Have the T1w registered in template space, then pass to getLesionFeatures, and they are all in the same template space. The template we use is the Penn template which comes with Linda, but you can use any template. The 6class label is only a sampling mask used by mrvnrfs to know where to pick the samples from. I see that is not online with Linda but you can either run 6 tissue segmentation or I can try to find it for you.

  1. Another question I have, is if I train the model with my data, do you lose the part of the model that is with yours? That is, if I pass small injuries, is its accuracy maintained for large injuries?

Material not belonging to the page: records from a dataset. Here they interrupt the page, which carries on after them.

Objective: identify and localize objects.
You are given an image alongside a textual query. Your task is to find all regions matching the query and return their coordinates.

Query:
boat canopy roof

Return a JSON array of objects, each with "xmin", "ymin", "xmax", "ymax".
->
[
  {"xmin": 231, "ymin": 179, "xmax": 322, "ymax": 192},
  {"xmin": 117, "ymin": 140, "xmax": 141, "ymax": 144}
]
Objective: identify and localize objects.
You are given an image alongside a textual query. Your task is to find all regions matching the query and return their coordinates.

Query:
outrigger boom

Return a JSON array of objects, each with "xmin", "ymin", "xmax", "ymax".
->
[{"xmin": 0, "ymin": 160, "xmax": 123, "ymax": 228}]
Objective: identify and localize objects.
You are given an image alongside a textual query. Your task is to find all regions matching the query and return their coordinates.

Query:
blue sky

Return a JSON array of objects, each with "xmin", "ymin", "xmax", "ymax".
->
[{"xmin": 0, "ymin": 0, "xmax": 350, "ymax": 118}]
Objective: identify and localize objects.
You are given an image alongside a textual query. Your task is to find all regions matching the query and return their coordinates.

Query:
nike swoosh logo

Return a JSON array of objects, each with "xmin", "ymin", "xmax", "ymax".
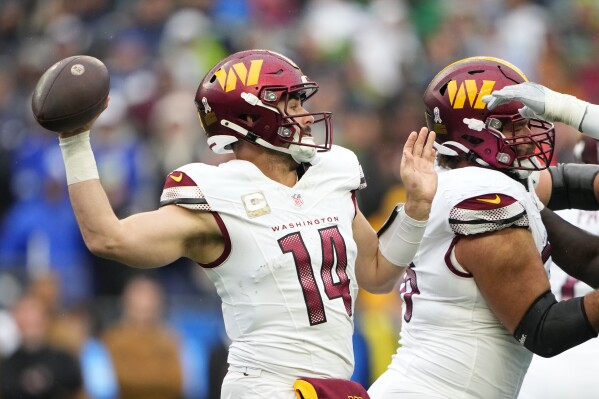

Hmmm, in principle yes. Your model will be trained with your lesions. In theory one can concatenate models, or think ways to build a model with two parallel random forest predictions. That would be interesting extension, but it is quite a feat to try that and would need deeper knowledge on how Linda works.

  1. From what I have seen and read, I run "getLesionFeatures" with all my images. Correct me if I'm wrong, and this returns the characteristics for each one. (Here would also enter the first question of where these characteristics go).

Yes, you run that in a for loop.

  1. Finally, the template calls "mrvnrfs_chunks.R", but inside the gishub is "mrvnrfs_predict_chunks.R" this is where I get lost the most. Within this, once mrvnrfs is executed the model would be created and LINDA would be ready, right?

Yes.

jct0024 commented 4 years ago

Dorio, im sorry but i have two question more:

dorianps commented 4 years ago

Not sure I follow, but yes, you need the lesion masks too. As I mentioned before, LINDA is trained on a 4 tissue segmentation image which improves the detection of the lesion. You run 3 tissue segmentation with atropos (I think that's what you get as one of the features with getLesionFeatures), then mark the lesioned voxel with value 4, that's your training image.

mrvnrf = train the model mrvnrf_predict = predict new cases

Back at the time, there wasn't enough memory to train the model all at once with all voxels, so it was done in chunks of about 5000 voxels at a time. This is why you have chunks.

Lastly, to train for smaller lesions you need to avoid downsampling everything at 2mm as I did. You really want to have more spatial resolution to capture small lesions.